6. Specify the routes of transmission of the virus in acute hepatitis B.

7. What are the indirect markers of viral damage to hepatocytes.

8. Specify the predominant localization of HBcAg in hepatocytes.

9. What kind does the accumulation of HBsAg in the hepatocyte impart to the cytoplasm?

10. List the etiological variants of chronic hepatitis.

11. Specify the microscopic signs of chronic hepatitis.

12. List the morphological forms of chronic hepatitis.

13. Specify the characteristic signs of alcoholic liver damage.

14. List the options for alcoholic liver damage.

15. Name the cells responsible for collagen formation in alcoholic liver damage.

16. Describe the macroscopic changes in the liver in alcoholic steatosis.

17. List the microscopic signs of a false lobule in liver cirrhosis.

18. Name the morphological forms of liver cirrhosis.

19. List the acquired forms of liver cirrhosis.

20. List the hereditary forms of liver cirrhosis.

21. Indicate the signs of portal hypertension.

22. List the causes of death of patients with liver cirrhosis.

23. Give the characteristics of primary sclerosing cholangitis.

24. Give a characteristic of primary biliary cirrhosis of the liver.

25. Give a characteristic of Wilson-Konovalov's disease.

26. Changes in the wall of the gallbladder in acute cholecystitis.

27. Changes in the wall of the gallbladder in chronic cholecystitis.

28. A 60-year-old patient has suffered from chronic alcoholism for 30 years. On examination, the liver is dense, the surface is bumpy. On the anterior abdominal wall, the veins are dilated, the spleen is palpable. Indicate the possible histological manifestations in the biopsy material.

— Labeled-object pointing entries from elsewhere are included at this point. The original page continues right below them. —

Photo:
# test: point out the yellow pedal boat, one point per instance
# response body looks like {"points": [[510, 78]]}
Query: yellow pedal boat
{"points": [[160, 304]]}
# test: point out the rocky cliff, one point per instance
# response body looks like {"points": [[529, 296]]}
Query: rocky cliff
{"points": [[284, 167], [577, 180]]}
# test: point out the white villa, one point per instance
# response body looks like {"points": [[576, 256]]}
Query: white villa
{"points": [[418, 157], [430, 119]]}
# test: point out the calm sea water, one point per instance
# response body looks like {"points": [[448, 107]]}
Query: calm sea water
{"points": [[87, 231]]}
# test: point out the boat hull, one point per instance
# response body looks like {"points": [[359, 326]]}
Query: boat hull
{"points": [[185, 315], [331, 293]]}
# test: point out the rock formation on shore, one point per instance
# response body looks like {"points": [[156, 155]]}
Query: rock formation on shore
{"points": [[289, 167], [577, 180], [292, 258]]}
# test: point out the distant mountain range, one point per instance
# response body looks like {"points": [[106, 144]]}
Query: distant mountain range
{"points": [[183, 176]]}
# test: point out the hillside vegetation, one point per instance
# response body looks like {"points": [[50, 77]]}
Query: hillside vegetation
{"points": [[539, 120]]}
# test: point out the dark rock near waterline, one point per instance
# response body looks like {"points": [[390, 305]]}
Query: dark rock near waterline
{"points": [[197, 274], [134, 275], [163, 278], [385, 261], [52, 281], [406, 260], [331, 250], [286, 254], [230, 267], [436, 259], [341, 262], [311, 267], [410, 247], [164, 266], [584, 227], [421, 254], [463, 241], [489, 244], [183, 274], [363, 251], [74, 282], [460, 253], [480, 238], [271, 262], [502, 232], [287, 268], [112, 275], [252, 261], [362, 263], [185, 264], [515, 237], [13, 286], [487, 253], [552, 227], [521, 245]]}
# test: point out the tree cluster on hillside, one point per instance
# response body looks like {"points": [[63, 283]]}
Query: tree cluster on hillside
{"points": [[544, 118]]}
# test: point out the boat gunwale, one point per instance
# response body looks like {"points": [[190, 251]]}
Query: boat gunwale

29. A 50-year-old woman has suffered from fatigue and itching for 8 months. In a laboratory study, a minimal increase in the level of transaminases, a significant increase in the level of alkaline phosphatase, and high titers of antimitochondrial antibodies were found. A biopsy study revealed a granulomatous nature of inflammation in the cholangioli and a decrease in the number of bile ducts with pronounced lymphoma-macrophage infiltration along the portal tracts with symptoms of sclerosis. Your conclusion.

30. A 63-year-old male patient, suffering from chronic viral hepatitis B for a long time, was admitted to the clinic with complaints of heaviness in the right hypochondrium, yellowness of the skin. On examination, the liver is dense, its edge is bumpy, there is an increase in the spleen and expansion of the veins of the anterior abdominal wall. Note possible histological manifestations in the biopsy material.